In Nederland overlijden gemiddeld vijf mensen per dag aan suïcide.1 Per dag doen daarnaast 135 mensen een suïcidepoging. Onder jongeren van 10 tot 25
jaar is suïcide doodsoorzaak nummer 1. Bij elke suïcide worden ongeveer 135 mensen
in de omgeving getroffen.2
b. Huidig overheidsbeleid op het gebied van suïcidepreventie
Sinds 2014 bestaat de landelijke agenda suïcidepreventie.3 Dit is een document met doelstellingen en activiteiten voor een aantal jaren. Het
doel van de landelijke agenda is om samen met partners binnen en buiten de zorg te
werken aan minder suïcidepogingen en suïcides. Bij de presentatie van de eerste landelijke
agenda heeft de Minister van Volksgezondheid, Welzijn en Sport (VWS) benadrukt dat
zij suïcidepreventie de komende jaren op de agenda wil houden en verder wil uitwerken,
zonder de verantwoordelijkheid van betrokkenen over te nemen.4 De Minister koos voor een faciliterende rol, omdat andere partijen, ook op andere
terreinen dan de gezondheidszorg, een rol hebben in het suïcidepreventiebeleid. Suïcidaliteit
doet zich immers voor in verschillende domeinen in de samenleving en beperkt zich
niet tot personen die reeds bij de gezondheidszorg of bij de preventie in beeld zijn.

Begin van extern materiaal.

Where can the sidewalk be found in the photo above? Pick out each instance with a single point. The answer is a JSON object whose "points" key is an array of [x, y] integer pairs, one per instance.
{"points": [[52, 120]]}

Stichting 113online5 kreeg voor de uitwerking van de landelijke agenda een aanjagende en coördinerende
rol.
Op 29 oktober 2020 is de Derde landelijke agenda suïcidepreventie 2021–2025 gepresenteerd.6 Het Ministerie van VWS vervult de rol van opdrachtgever en regisseur, evenals bij
de uitvoering van de eerdere agenda’s.7 113 Zelfmoordpreventie8 heeft de rol van regisseur en programmamanager. Versterking van de netwerkaanpak
staat centraal in deze agenda. Daarbij is het streven dat (nog) meer mensen, bedrijven
en organisaties aansluiten en zich gaan inzetten voor het verminderen van suïcidepogingen
en suïcides. In de landelijke agenda zijn zeven doelstellingen geformuleerd. Die doelstellingen
zien onder meer op versteviging van suïcidepreventie in de wijk en het ontwikkelen
van een communicatiestrategie.
In aanvulling op de landelijke agenda suïcidepreventie loopt sinds 2016 het ZonMw
onderzoeksprogramma suïcidepreventie.9 Het doel is kennis te verzamelen om het aantal suïcides in Nederland te verminderen.10 Daarbij wordt beoogd om de opgedane kennis ook daadwerkelijk te implementeren in
de praktijk. Ook stimuleert het programma de samenwerking rond suïcidepreventie. De
projecten binnen dit programma lopen tot 2024.11 Medio 2021 zal ZonMw een tussenevaluatie van het programma uitvoeren.12
Tevens voorziet Stichting 113 Zelfmoordpreventie in een 24-uurs-hulplijn voor mensen
die anoniem willen praten over suïcidaliteit.
c. Het voorstel
Volgens de toelichting groeit het maatschappelijke draagvlak voor actief overheidsbeleid
op het gebied van suïcidepreventie. Met het initiatiefvoorstel beogen de initiatiefnemers
te bereiken dat de overheid dat signaal bekrachtigt. Tegelijkertijd merken zij ook
op dat de maatschappij niet direct kan worden gestuurd met wetgeving.13 Het initiatiefwetsvoorstel moet het reeds ontwikkelde beleid wettelijk borgen, en
zo het fundament voor het beleid verstevigen, aldus de toelichting.14 Tevens beogen de initiatiefnemers om ontwikkelingen op het gebied van suïcidepreventie
te versnellen en intensiveren. Het initiatiefwetsvoorstel regelt daartoe in de Wpg
dat de Minister van VWS beleid vaststelt op het gebied van suïcidepreventie en zorg
draagt voor de uitvoering hiervan. Het wetsvoorstel bevat geen materiële normen. De
inhoud en het ambitieniveau wordt steeds bepaald op het moment van het vaststellen
van dat beleid.15
Volgens het initiatiefwetsvoorstel bevat het beleid over suïcidepreventie in ieder
geval een landelijke agenda suïcidepreventie, een communicatiestrategie en een onderzoeksprogramma
suïcidepreventie. Het beleid dient vastgesteld te worden in samenspraak met de wetenschap
en de praktijk. Tevens wordt wettelijk geregeld dat personen op ieder moment van de
dag kosteloos en anoniem een telefonisch of elektronisch gesprek kunnen voeren over
suïcide. Daarnaast wordt geregeld dat het college van burgemeester en wethouders zorg
draagt voor de uitvoering van gemeentelijk beleid op het gebied van suïcidepreventie.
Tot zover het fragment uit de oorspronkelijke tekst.